For anyone reading this now - I am starting to think it was something else, as my friend did amazing in his interview but still go rejected.

I wanted to share my recent experience interviewing for the Google STEP program as a freshman and get some perspective since I just received a rejection email. Honestly, I’m feeling pretty frustrated and confused about why it happened, so I thought this community might help me make sense of it all.

I would like to say, I did manage to give solutions that deemed correct by the interviewers.

Preparation Struggles:

As a freshman who hasn’t taken a data structures and algorithms (DSA) class yet, I had to rush my LeetCode preparation right after exams. Google didn’t provide specific resources for STEP freshmen applicants—just a generic Google Slides presentation about internships. The slides covered a wide range of topics, including concurrency and operating systems, which felt out of place for someone who had just finished their first semester.

Overly Broad Scope:

The preparation guide included advanced topics like NP-complete problems, AVL trees, and concurrency concepts. These are unlikely to appear in STEP interviews for freshmen and are more suited for second-year students applying to the acc SWE intern program. With such a broad scope, there was no way to know which topics would actually come up, making the guide not very helpful for my preparation.

Most other STEP candidates I’ve heard about were expecting questions on strings, arrays, and basic data structures like hash maps and hash sets—which is what I focused on. Instead, I ended up facing much tougher and unexpected questions that seemed more appropriate for higher-level applicants.

The Interviews:

First Interview:

The first question was on recursive backtracking or DP, a topic I hadn’t prepared for. I started with a brute-force recursive solution and mentioned that recursion was really inefficient and wanted to consider a different approach. However, I got stuck and couldn’t find a better solution during the interview. I didn’t consider backtracking or dynamic programming (DP) with memoization at the time (because big shocker 1 semester into university typically doesn't cover these topics- in my case we havent even done dsa nor will we ever) —that realisation only hit me after I Googled some solutions later on. Despite this, I managed to work through the problem with the interviewer’s guidance and hints, and got the solution correct and my interviewer verified this. I messed up the time and space complexities.

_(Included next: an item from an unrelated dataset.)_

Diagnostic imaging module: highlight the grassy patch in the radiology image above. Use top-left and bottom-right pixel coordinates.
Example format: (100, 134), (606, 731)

I did spend 10 mins ish clarifying the question after misreading and misunderstanding the question.

Second Interview:

The second question was about binary trees, which was completely new territory for me. I was upfront about my lack of experience in that area. To tackle the problem, I used BFS-like thinking to break it down, even though the question wasn’t directly related to BFS. I had only recently learned about BFS to cover more grounds just in case. We solved the problem, but ran out of time for optimisations and deeper complexity analysis. I mentioned complexities at the end, but it felt rushed. Once again got the solution correct.

Why I’m Feeling So Down:

What’s really frustrating is that while other candidates reportedly got simpler questions on strings and arrays—problems you can handle after solving about 20 LeetCode questions, I mean basic two pointers sliding window, i could've done those questions in 2 mins—I was given more advanced topics like recursive backtracking and binary trees. It felt like the questions I received were the same ones given to second-year students applying to the ACC SWE intern program, not for freshmen like me. I spent 2–3 weeks ramping up my Python skills and tackled around 50 LeetCode problems, focusing on the basics. Yet, I still faced unexpected and tougher questions. For the record they asked the question they gave the me to sophomores who applied to the SWE intern.

Final Thoughts:

The most frustrating part was that the interviews didn’t seem to test my abilities fairly. Instead of sticking to the expected basics, the interviewers chose unexpected and advanced questions. If it had been clear that topics like DP and binary trees would be covered, I might have prepared differently. I covered the basics thoroughly, only to be hit with these curveballs and still got rejected despite solving the problems correctly with some guidance.

It feels like the technical guidance provided was too generic and didn’t align with what was actually tested in the interviews. As a freshman, I was prepared for basic CS fundamentals like strings and arrays, but ended up facing much more complex topics. There was no way to know which advanced topics would come up, making the preparation guide not very useful for someone at my level.

Despite All the Complaining:

Even with all the frustration and complaints, I still managed to solve the questions. I won’t lie—I had a ton of help on the second interview, not with the actual coding, but with understanding how binary trees work. I kinda realised the concepts during the process, but I still needed help to piece everything together. It’s hard not to feel a bit let down when you’ve put in the effort and still needed so much assistance, especially as a freshman.

Like I was told my solution was correct to seem tricky questions at least give me a 3rd interview instead of just out right rejecting me.

I do want to clarify that the interviewers them selves were lovely and that it was unexpectedly calming, my recruiter was also super nice.

pardon if I came off as whining I spent a long time hoping i would get in to interviews and sacrificed my whole winter break to prepare after a pretty rough first semester, in the end i could've done 1000 problems on what was supposed to come up but it would not have matter.

This was typed using chatgpt, did a draft on my phone and chat gpt just kinda enhances it so i stuck with the more readable and better version.